Programs offering services are encouraged to use Housing Benefits 101. It provides individuals and their families, county staff and housing and service providers information to address the unique needs of older adults, people with disabilities and the homeless. Use it to explore housing goals, learn about housing options and services, create plans to reach goals and more.
The Housing Support program (formerly known as Group Residential Housing) is a state-funded income supplement that pays up to $893 per month for housing and food costs in approved locations for seniors and adults with disabilities who have low incomes. The program aims to reduce and prevent people from living in institutions or becoming homeless. Housing Support may also help pay for additional services, including, but not limited to: medication reminders, assistance with transportation, arranging meetings and appointments, and arranging for medical and social services. Please visit the Housing Support program page for more information. Information for providers about rates for these programs is available on the Housing Support payment rates page.
Long-term services and supports refers to on-going support that an individual, youth, or families with children need to maintain housing stability and live in the community of their choice. DHS administers grants to fund seven regional partnerships/collaboratives that integrate housing and the support services needed to maintain long-term housing.

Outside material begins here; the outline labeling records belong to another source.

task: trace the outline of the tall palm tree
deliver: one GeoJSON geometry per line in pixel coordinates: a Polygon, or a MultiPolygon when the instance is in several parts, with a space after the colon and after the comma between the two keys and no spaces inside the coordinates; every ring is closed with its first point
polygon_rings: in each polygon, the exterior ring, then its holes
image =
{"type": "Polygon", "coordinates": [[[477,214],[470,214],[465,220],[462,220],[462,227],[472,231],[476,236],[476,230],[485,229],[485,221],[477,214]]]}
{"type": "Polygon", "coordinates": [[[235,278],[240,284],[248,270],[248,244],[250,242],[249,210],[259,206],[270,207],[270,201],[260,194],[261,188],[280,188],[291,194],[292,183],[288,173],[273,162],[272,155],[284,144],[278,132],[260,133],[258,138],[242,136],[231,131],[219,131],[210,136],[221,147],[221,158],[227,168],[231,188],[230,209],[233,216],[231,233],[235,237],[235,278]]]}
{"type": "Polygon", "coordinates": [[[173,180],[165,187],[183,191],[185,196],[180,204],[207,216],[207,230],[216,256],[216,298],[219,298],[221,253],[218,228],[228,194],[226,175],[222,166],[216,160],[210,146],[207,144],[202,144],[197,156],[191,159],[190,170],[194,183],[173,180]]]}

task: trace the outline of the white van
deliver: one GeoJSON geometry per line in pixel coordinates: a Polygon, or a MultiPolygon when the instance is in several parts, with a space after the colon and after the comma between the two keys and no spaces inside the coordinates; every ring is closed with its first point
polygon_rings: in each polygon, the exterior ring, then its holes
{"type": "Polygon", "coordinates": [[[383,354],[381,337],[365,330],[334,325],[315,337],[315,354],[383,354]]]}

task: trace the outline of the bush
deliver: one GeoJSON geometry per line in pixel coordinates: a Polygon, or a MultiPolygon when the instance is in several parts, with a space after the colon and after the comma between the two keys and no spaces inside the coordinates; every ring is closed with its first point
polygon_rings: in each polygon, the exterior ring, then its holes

Each collaborative also maximizes the use of other funding resources in order to help as many people who have been long-term homeless. People with the greatest barriers to obtaining and maintaining stable housing are helped first. DHS believes that stable housing is the basis from which positive health, social, educational, family and other outcomes are achieved. Please visit the Minnesota Housing Finance Agency: Homelessness Prevention and Programs website for additional information on homeless prevention housing programs such as “Bridges” and the “Ending Long-Term Homelessness Initiative.”

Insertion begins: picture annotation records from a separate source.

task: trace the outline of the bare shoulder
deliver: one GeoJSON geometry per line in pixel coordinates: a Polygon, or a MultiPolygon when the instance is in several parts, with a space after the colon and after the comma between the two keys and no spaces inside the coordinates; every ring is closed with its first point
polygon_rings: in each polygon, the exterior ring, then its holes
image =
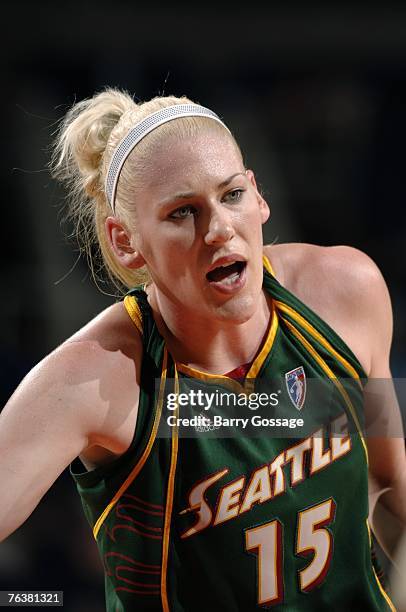
{"type": "Polygon", "coordinates": [[[139,332],[123,304],[114,304],[31,370],[4,416],[66,428],[86,441],[82,454],[92,447],[120,454],[135,426],[141,359],[139,332]]]}
{"type": "Polygon", "coordinates": [[[68,384],[92,376],[100,378],[104,370],[110,376],[113,372],[119,375],[126,361],[137,361],[141,350],[139,332],[123,303],[118,302],[65,340],[38,364],[36,371],[59,374],[68,384]]]}
{"type": "Polygon", "coordinates": [[[376,347],[389,352],[392,311],[376,263],[350,246],[306,243],[264,249],[277,279],[323,318],[371,371],[376,347]]]}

Supplemental Security Income (SSI) and Social Security Disability Income (SSDI) are federal disability benefits that provide income to people who cannot keep a job because of a disability. Benefits can be a critical step toward ending homelessness and promoting recovery. Applying for or maintaining Federal Social Security disability benefits can be hard. Social Security Advocacy and SOAR can help you navigate the system. There is no charge for this service. For a list of agencies that specialize in helping people apply for SSI and SSDI benefits, check out the Social Security Advocacy Directory.
General Assistance (GA) helps Minnesotans with little or no income meet their basic needs. It offers a small monthly cash grant to those with a serious illness, disabilities or other issues that limit their ability to work. GA is a temporary aid to help while other sources of income are put in place. The typical monthly GA benefit is $203 for an individual and $260 for a couple, but may be less if a person has other income from work, benefits or any other source. A related program, Emergency General Assistance (EGA), provides once a year financial assistance to help pay for food, shelter or utility expenses in emergencies. Applicants must apply for GA and EGA through their county human service agency. Please visit the General Assistance program page for more information.

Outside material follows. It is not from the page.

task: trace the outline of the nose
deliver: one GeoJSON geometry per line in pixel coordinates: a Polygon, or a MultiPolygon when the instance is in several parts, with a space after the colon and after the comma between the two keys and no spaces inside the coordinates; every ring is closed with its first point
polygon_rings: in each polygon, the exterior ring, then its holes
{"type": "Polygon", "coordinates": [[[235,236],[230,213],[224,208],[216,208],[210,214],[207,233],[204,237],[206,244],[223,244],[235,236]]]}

Minnesota Supplemental Aid (MSA) is an income supplement for people who receive federal Supplemental Security Income (SSI) benefits, or who would be receiving SSI if their income was not above the SSI limit. The typical monthly MSA benefit is $81 for an individual and $111 for a couple. For qualifying people with high housing costs, MSA Housing Assistance adds $194 to the monthly MSA benefit. Other MSA special need benefits are also available. Applicants must apply for MSA through their county human service agency. Please visit the Minnesota Supplemental Aid program page for more information.
MSA Housing Assistance provides help for housing costs for some people with disabilities who pay more than 40 percent of their income toward housing costs so that they have a choice about where they live. Find more information about the program, including eligibility rules, benefits and the application process, on MSA Housing Assistance page of the People we Serve section of the department's website.
Provides for operating costs, essential services, and prevention activities to shelters, transitional housing programs and emergency service providers. Fund are awarded to local agencies through a competitive application process on a biennial basis and are managed by the Office of Economic Opportunity.
Serves homeless individuals and families who lack a regular and adequate nighttime residence, by providing funds for shelter and support services, including medical, psychological, employment services and child care.